“Vancouver was very special because of the fact that we beat Canada in the last three seconds of the game. It was extremely relieving when the puck went in.”
Audun Bakke’s first Paralympic Winter Games ended with a bronze medal. In six months’ time, he hopes to have more ice time and contribute to another Paralympic medal, of a different colour.
“Vancouver 2010 was my first and I wasn’t really that good yet,” Bakke recalled. “I just played my best then and it was really fun.
“Vancouver was very special because of the fact that we beat Canada in the last three seconds of the game,” he said. “It was extremely relieving when the puck went in.”
Almost eight years later, the 28-year-old knows how much better Canada have become. While he predicts the reigning world champions will meet the defending Paralympic champion USA at the PyeongChang 2018 Paralympic Winter Games final, Bakke believes his team belongs on the podium.
“I would like a new medal,” he said. “But bronze is most realistic.”
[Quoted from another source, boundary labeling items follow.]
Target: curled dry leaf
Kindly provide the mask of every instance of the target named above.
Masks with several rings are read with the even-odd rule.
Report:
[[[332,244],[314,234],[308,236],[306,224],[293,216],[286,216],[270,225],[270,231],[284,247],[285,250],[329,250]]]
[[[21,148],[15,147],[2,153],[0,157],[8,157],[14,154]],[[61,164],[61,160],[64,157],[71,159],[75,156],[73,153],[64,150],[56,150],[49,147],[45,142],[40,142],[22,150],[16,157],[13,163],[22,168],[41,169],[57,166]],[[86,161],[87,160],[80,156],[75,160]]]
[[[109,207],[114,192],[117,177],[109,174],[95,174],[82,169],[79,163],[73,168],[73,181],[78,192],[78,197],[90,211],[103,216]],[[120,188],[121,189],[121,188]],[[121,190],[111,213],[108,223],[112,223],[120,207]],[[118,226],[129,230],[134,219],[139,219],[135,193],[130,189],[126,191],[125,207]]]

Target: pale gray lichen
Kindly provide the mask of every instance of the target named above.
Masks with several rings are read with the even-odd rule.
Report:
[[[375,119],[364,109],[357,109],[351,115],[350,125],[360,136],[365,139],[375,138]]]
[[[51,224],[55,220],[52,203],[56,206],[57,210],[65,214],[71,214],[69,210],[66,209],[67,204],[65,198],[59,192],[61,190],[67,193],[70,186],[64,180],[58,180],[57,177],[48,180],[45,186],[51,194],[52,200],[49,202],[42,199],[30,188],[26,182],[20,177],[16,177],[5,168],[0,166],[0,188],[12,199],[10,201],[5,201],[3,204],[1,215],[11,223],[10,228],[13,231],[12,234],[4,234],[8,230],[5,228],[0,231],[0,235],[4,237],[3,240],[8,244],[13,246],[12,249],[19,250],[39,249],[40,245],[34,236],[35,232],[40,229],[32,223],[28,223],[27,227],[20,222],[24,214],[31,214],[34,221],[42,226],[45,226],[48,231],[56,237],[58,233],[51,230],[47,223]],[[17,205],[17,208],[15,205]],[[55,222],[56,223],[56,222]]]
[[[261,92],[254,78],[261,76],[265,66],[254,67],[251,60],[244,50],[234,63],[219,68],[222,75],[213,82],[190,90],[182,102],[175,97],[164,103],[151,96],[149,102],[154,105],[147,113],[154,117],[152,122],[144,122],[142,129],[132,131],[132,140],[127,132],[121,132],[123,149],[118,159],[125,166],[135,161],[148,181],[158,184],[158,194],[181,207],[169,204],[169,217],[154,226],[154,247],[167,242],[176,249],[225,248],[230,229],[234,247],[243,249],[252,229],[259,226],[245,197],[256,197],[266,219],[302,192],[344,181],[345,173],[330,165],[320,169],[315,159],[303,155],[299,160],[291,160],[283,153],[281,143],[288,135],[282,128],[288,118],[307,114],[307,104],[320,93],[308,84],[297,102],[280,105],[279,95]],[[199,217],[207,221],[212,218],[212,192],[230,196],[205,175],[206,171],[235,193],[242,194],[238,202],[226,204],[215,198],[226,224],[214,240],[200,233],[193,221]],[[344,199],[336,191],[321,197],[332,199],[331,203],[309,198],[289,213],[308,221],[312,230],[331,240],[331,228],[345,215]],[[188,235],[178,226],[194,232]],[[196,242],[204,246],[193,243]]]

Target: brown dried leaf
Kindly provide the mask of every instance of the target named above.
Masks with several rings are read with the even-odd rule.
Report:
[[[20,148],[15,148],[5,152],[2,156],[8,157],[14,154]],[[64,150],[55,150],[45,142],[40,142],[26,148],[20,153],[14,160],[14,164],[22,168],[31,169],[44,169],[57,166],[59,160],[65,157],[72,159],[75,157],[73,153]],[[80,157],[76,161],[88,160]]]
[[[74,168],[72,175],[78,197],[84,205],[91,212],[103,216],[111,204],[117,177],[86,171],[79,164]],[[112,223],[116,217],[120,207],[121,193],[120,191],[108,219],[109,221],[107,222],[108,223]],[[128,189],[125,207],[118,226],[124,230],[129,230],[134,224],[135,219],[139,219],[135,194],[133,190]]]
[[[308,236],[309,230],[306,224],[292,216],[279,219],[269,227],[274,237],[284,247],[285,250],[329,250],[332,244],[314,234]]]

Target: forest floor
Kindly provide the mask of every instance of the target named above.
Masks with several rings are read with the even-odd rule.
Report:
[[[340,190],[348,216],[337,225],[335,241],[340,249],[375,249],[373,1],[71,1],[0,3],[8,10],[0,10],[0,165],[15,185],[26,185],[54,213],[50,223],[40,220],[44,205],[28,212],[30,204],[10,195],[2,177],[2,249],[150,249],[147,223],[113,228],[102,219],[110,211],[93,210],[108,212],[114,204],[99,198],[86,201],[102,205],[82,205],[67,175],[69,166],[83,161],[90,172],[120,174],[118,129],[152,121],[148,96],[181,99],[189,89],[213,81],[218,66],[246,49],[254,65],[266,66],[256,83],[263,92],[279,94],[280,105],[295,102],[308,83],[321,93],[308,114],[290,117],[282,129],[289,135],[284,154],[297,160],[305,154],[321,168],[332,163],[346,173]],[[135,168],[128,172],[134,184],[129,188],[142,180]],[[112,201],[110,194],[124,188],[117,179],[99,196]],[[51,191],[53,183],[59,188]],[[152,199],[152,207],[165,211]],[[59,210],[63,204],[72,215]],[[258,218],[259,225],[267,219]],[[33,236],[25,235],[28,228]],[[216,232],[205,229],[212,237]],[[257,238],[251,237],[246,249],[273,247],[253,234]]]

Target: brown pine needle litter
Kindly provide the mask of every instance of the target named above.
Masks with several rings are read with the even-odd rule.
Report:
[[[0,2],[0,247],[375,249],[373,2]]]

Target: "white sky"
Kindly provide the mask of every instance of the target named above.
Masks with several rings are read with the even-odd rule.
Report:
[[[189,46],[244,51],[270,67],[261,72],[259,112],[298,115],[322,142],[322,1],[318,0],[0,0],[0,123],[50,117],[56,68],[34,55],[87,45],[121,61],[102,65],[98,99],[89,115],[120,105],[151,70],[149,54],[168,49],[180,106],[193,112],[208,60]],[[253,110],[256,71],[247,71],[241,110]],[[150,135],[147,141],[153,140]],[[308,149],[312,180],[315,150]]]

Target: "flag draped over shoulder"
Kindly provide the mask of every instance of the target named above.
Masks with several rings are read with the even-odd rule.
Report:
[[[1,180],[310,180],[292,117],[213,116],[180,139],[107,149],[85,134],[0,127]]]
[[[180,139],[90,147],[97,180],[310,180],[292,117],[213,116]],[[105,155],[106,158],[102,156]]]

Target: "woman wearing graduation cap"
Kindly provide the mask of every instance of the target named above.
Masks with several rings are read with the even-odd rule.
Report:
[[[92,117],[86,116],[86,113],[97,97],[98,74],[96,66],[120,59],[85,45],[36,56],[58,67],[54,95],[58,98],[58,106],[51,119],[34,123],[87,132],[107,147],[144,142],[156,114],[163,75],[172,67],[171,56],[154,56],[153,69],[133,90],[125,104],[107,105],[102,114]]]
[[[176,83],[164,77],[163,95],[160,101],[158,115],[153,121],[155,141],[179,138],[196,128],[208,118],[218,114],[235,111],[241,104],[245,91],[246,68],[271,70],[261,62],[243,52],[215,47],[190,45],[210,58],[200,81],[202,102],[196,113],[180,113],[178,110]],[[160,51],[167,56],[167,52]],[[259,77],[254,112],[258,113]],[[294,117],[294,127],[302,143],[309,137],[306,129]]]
Norway fell to South Korea in the bronze medal game of the 2017 World Championships in Gangneung, South Korea. But that short-come was motivation to reach the podium in PyeongChang.
Bakke remembered trailing South Korea 3-0 and the eventual 3-2 loss. Despite the loss, Norway qualified for PyeongChang as the top-five finishers earned spots.
Bakke showed his own prowess with 33 seconds remaining in overtime in Norway’s preliminary round game against Germany by scoring the 2-1 game-winner. Without those crucial two points in the standings, Norway would not have made it to the bronze-medal game.
With the Worlds behind them, Bakke knows what his team’s strengths are in PyeongChang.
“We could have played better defense and gotten the puck out of the zone and not give it to the South Koreans so easily,” he said. “But that is how it is.”
“We got a lot faster and strong and better with the puck, more of us,” Bakke said. “People have been on the team for quite a while so we play well together. … [As for my role], mostly speed and I don’t get tired that fast.”
Bakke was born with arthrogryposis multiplex congenital, a condition that causes his legs to be weak. He started the sport at 15 years old. He knew the equipment manager on the team who encouraged him to try it out.
Now he is making his third Games appearance.
Just like Norway, Canada and the US play well together and are fast, and reaching the finals, he reiterated, will be tough.
“We just have to fight,” Bakke concluded.